Zwar war nach nur einem Jahr Erstligazugehörigkeit der Spuk wieder vorbei. Dennoch war diese prägende und lehrreiche Saison ein Meilenstein für die Ultraszene in dieser Stadt. Was insbesondere auch der mehr als ausufernden Absch(l)ussveranstaltung am Halterner Silbersee mit einem preisgekrönten Markus Kurth geschuldet war. Nachträglich gab der sportliche Abstieg am Ende der Gruppe die Möglichkeit, sich wieder auf das Wesentliche zu besinnen um im letzten Jahr des Bestehens von Ultras Duisburg 1998 für neue Schandtaten zu sorgen. Ich erinnere mich gerne an diese Spaßfabrik zurück, wo nichts kompliziert und vieles möglich war. Ein Zustand von dem Duisburg heute weit entfernt ist.

 
Das Poster habe ich damals im Stadion beim Chris, nach einem kleinen spontanen Interview/Quiz in der Kurve, gewonnen. Ich wusste nichts, da erste Saison, aber ich habs noch!
 
... eine Zeit, in der alle nur den MSV im Kopf hatten!
Wer hat das denn heute nicht?
Danke, sehr ergreifender Bericht. Mein KW-Shirt liegt noch im Schrank. Für mich, und viele andere auch, vermutlich mit 98 die beste MSV-Saison der Neuzeit, was sicher auch Verdienst der UD98 war. Ich hab den Eindruch, damals war die Ultraszene irgendwie transparenter. Gerade, was ihre Hauptintension anging. Heute bin ich mir da oft nicht mehr so sicher.
Ich denke gerne an die geilen Choreos, großartige Spiele und Spieler zurück, aber auch, wie wir uns alle haben nach Strich und Faden verar.schen lassen. Was früher Euphorie war, ist einer Katerstimmung gewichen.
Rückblickend habe ich den Eindruck, wir durften kurz am Himmel schnuppern bevor wir an die Hölle verkauft wurden.
 
'Waren Ultras Duisburg wieder in aller Munde'..frei zitiert 'Wir Ultras' etc.
Mag Penny pinching sein, und ich habe grossen Respekt vor dem was ihr da geleistet habt, aber warum immer dieses Bestehen auf 'Ultras' und 'Ihr' ?
Kann aber auch geloescht werden..vielleicht geht es tatsaechlich einfach mal nur um das was ihr, und das meine ich ernst, bewundernswert geleistet habt.
Wie gesagt..'Ihr'....
 
... unterstützt von einem großartigen Capo-Triumvirat um Pyro, Bibo und später auch Maddin – legte man sich mit allen an, denen man nicht passte.

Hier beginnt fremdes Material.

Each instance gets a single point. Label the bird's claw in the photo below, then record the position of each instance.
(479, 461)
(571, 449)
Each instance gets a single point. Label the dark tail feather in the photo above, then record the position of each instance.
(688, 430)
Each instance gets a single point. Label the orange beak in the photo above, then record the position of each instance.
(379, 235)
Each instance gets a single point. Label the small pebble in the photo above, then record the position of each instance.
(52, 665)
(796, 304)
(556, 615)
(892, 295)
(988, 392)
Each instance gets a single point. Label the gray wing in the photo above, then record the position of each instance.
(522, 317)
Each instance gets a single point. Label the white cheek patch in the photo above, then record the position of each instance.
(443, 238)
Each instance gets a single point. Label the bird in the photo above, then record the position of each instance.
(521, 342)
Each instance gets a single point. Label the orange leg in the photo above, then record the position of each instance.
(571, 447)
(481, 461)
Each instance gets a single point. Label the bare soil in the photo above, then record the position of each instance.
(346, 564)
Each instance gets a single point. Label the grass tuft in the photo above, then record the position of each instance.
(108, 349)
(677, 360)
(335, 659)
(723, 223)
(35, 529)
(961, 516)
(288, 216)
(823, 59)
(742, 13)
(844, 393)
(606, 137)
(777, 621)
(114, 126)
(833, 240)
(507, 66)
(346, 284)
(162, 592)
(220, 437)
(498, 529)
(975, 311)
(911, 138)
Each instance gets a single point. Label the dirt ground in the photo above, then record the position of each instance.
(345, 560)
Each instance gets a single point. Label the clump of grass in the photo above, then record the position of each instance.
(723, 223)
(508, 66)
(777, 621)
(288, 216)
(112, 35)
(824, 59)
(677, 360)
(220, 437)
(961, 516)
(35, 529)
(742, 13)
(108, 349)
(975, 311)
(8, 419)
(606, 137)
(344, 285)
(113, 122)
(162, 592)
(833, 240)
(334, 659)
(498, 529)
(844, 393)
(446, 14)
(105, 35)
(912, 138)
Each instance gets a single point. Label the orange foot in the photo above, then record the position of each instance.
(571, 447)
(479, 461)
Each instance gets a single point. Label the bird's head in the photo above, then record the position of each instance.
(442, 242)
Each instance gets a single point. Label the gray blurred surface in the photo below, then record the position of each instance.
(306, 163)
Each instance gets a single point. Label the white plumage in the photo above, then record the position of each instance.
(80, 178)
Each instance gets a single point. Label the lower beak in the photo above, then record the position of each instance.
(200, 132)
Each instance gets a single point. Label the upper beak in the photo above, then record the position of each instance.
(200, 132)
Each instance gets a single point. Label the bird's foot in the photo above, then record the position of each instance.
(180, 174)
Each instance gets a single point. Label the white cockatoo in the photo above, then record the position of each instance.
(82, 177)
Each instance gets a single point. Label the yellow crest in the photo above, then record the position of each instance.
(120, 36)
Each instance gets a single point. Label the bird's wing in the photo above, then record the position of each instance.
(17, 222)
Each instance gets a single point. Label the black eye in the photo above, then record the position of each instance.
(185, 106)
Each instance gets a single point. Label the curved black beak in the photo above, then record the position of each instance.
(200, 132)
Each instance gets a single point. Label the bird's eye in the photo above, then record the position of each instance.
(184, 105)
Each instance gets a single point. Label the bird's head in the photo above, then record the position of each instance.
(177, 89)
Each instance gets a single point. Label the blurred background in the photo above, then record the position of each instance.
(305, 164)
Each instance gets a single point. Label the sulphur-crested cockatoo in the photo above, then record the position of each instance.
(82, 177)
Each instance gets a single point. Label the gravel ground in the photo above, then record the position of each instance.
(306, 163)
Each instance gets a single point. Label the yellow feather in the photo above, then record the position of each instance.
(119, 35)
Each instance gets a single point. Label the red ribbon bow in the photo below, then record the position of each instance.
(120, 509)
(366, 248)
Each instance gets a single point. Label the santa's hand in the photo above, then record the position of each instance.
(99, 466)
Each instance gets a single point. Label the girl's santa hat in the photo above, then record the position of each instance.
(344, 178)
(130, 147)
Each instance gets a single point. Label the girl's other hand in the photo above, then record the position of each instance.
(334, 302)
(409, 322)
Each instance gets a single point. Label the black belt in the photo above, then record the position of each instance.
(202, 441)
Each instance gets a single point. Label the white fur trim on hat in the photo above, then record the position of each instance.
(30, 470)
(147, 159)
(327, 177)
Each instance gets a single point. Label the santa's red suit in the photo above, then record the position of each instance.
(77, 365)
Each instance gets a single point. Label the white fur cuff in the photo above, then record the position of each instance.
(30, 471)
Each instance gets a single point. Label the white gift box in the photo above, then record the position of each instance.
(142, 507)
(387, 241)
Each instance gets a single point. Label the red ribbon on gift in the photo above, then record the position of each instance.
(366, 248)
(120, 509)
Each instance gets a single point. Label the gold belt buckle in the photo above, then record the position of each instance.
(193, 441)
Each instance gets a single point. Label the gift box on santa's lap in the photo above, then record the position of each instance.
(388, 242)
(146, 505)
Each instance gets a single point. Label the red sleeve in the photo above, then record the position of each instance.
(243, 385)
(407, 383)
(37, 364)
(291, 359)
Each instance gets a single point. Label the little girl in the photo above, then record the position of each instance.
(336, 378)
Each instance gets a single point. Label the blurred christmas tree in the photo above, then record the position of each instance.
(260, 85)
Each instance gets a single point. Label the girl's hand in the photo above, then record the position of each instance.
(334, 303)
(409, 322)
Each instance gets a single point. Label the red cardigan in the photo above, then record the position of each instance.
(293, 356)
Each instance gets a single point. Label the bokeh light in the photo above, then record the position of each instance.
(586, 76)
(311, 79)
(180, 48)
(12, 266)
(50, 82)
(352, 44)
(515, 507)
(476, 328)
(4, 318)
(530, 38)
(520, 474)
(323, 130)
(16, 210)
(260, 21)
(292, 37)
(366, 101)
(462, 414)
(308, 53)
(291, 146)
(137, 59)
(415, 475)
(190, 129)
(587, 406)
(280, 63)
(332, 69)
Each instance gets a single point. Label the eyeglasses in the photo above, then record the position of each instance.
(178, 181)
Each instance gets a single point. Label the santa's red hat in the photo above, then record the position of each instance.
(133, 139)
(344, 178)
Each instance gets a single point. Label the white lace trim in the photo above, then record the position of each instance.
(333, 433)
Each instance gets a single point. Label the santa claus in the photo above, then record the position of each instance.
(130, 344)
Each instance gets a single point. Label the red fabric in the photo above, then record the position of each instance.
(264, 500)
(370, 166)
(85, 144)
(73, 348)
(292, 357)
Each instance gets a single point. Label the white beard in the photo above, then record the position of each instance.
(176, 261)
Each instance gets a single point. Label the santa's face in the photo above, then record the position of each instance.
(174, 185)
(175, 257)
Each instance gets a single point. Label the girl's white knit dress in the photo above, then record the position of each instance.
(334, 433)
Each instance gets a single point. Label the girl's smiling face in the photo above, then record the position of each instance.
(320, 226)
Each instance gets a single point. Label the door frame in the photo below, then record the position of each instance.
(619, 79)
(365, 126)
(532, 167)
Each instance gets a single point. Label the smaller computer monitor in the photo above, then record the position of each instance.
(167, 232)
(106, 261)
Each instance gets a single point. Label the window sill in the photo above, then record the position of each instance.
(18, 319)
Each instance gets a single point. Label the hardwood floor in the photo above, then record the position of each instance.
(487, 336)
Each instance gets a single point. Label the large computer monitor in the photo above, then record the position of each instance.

Du vergisst aber die unermütlichen "Kämpfer" und Gründungsmitglieder um 97, 98, die schon 8,9, 10 Jahre zuvor, wie sagt man so schön heute, "in der Szene" Erfahrung gesammelt haben und da mit dem MSV unterwgs waren. Erst durch sie wurde dieses Ganze mit ihrer Hingabe und mit ihrem Handeln möglich gemacht ...
 
Ich weiß noch, wie mein "alter" Papa auf einmal mit diesem Kollektiven Wahnsinn Hoodie auftauchte. Bis dahin hatte er immer nur Hemden oder Pullover an. Einen Moment, den ich nie vergessen werde! Er hat dieses Sweatshirt so geliebt, dass wir es ihm auf seine allerletzte Reise mitgegeben haben.
 
Schade dazu das Interview mit der Kohorte im Blickfang Ultra 25.....

Naja sei es drum, der Pullover passt zum Glück auch heute noch!